June 14, 2006 at 8:48 am
I’m experiencing some problems on a shared hosted SQL Server that is affecting the use of DTS and probably Enterprise Manager too. The situation and symptoms are as follows:
This is causing problems because I’d like to use DTS to get a local backup of the database. I realise there may be other ways I could do this, but I have been investigating and have my suspicions about what the administrators of the server have done. I have found that the error occurs at a call to has_dbaccess(‘NOT_my_database’) within master..sp_MSdbuseraccess (as called within DTS, amongst others). This function should only return 0, 1 or NULL.
The KB article http://support.microsoft.com/default.aspx?scid=kb;en-us;315523 describes a variation of these symptoms, and gives the cause as the manual deletion of the guest user from sysusers. In my case the guest user exists in my_database..sysusers, but I have no way of knowing whether they have deleted it from sysusers in the 3 databases given in the error message. The providers of the service aren’t admitting anything for now!
This post is partly for information purposes, and partly to see if anyone knows of any other possible reason for this error. What’s the betting that the administrators have manually deleted the guest user in some databases? What else could it be?
June 16, 2006 at 9:01 am
This is just a shot in the dark, but are any of the objects in the source database owned by my_user? Then, when it tries to create them at the destination, it may not be able to because the my_user user does not exist.
John
June 19, 2006 at 1:53 am
Nice try, but all objects are owned by dbo. Besides, the error occurs on querying the available databases, well before any objects start to transfer.
June 19, 2006 at 2:22 am
OK, I've read your original post a bit more thoroughly now. You're wondering whether the guest user has been deleted. We always delete it from our user databases, and even if we didn't, we wouldn't allow it to create objects, which is what it sounds as if you need to execute your DTS task. I think you're going to need to ask the owners to give you the access you need.
Good luck
John
June 19, 2006 at 2:39 am
Careful what you say about DELETING the guest user! My theory is that all this was caused by the administrators manually deleting the guest user from certain user databases, rather than using sp_revokedbaccess or sp_dropuser.
If you do actually DELETE guest from sysusers, do you have a particular reason for doing it that way?
June 20, 2006 at 1:52 am
Different names for the same thing. If you go to Enterprise Manager and "delete" a user, SQL Server actually runs sp_revokedbaccess in the background to accomplish that.

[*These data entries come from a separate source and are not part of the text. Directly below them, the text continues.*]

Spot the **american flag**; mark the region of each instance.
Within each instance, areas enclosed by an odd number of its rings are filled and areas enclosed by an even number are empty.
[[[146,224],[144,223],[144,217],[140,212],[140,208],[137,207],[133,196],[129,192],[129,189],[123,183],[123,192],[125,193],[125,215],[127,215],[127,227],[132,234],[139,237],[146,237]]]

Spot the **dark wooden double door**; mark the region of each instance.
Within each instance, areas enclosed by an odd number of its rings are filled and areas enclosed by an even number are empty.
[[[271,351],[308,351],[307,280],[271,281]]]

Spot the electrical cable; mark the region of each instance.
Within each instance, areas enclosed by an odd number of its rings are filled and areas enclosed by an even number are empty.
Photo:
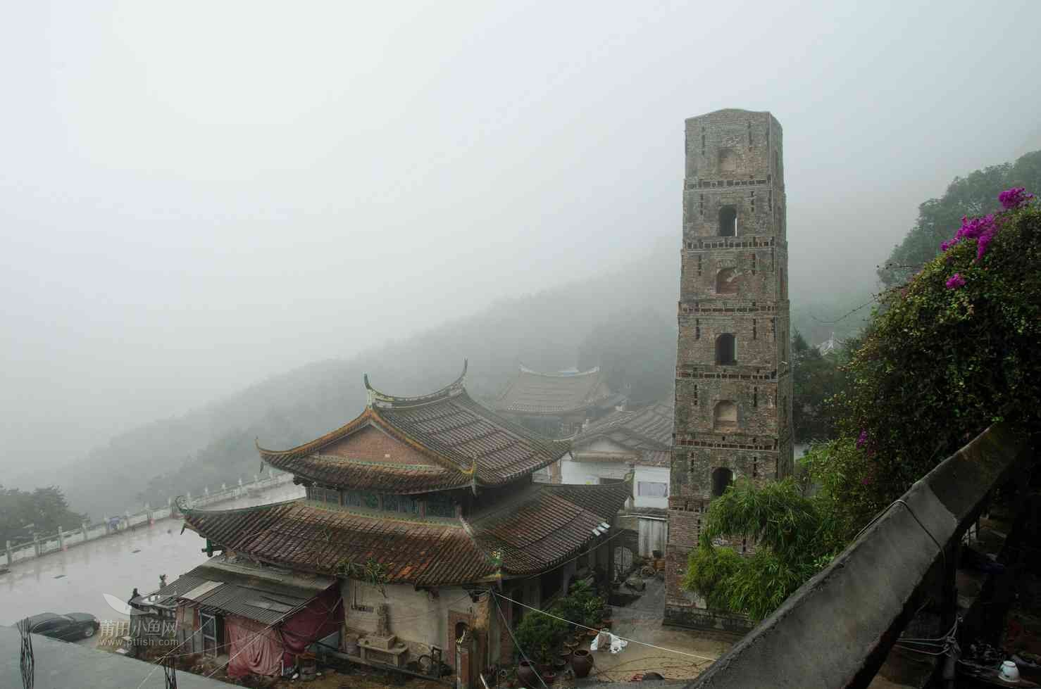
[[[492,595],[494,595],[497,598],[503,598],[505,601],[509,601],[510,603],[516,604],[516,605],[520,606],[522,608],[527,608],[528,610],[534,610],[537,613],[541,613],[541,614],[547,615],[549,617],[553,617],[554,619],[559,619],[562,622],[567,622],[568,624],[574,624],[575,627],[581,627],[582,629],[589,630],[590,632],[600,632],[601,631],[601,630],[593,629],[591,627],[586,627],[585,624],[579,624],[578,622],[573,622],[572,620],[564,619],[563,617],[557,617],[553,613],[549,613],[549,612],[547,612],[544,610],[539,610],[538,608],[532,608],[531,606],[527,606],[527,605],[520,603],[519,601],[514,601],[513,598],[511,598],[509,596],[506,596],[506,595],[503,595],[501,593],[496,593],[494,591],[489,591],[489,592],[491,592]],[[500,610],[500,612],[502,612],[502,610]],[[650,648],[657,648],[658,650],[664,650],[666,653],[677,654],[679,656],[687,656],[688,658],[696,658],[699,660],[707,660],[707,661],[713,662],[713,663],[716,661],[715,658],[709,658],[708,656],[699,656],[697,654],[689,654],[689,653],[687,653],[685,650],[676,650],[675,648],[666,648],[664,646],[659,646],[659,645],[656,645],[656,644],[653,644],[653,643],[648,643],[645,641],[637,641],[636,639],[627,639],[626,637],[618,636],[617,634],[612,634],[612,636],[617,637],[617,638],[621,639],[623,641],[627,641],[629,643],[636,643],[636,644],[639,644],[641,646],[648,646]]]
[[[515,636],[513,636],[513,630],[510,629],[510,623],[509,623],[509,621],[507,621],[506,615],[503,614],[503,608],[502,608],[502,606],[499,605],[499,594],[496,593],[496,591],[493,591],[491,589],[488,589],[488,593],[491,594],[491,599],[494,601],[494,603],[496,603],[496,610],[499,611],[499,616],[503,620],[503,627],[505,627],[506,631],[509,632],[510,640],[513,641],[513,645],[517,647],[517,653],[520,654],[520,657],[524,658],[525,661],[527,661],[529,665],[532,665],[532,662],[528,658],[527,654],[525,654],[524,648],[522,648],[520,644],[517,643],[517,638]],[[505,598],[506,596],[504,595],[503,597]],[[509,598],[506,598],[506,599],[509,601]],[[548,687],[547,684],[545,684],[545,680],[542,679],[542,673],[538,671],[537,667],[535,669],[535,677],[537,677],[538,681],[542,684],[542,689],[550,689],[550,687]]]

I think your problem comes down simply to the fact that the administrators of the remote server haven't given you the access you need.
John
June 21, 2006 at 7:45 am
No, they're not the same thing. As the MS article states, one of the conditions required to cause this is:
"The guest user account has been deleted from the sysusers system table in one of the databases with a DELETE statement issued directly against the system table."
Obviously there are DBAs who do this, and I was wondering why.
June 21, 2006 at 9:52 am
I see what you're saying (and apologies for not reading through the MS article). Obviously I wasn't advocating messing with system tables. You can't really legislate for administrators of other servers that do this - especially if you're trying to connect to them!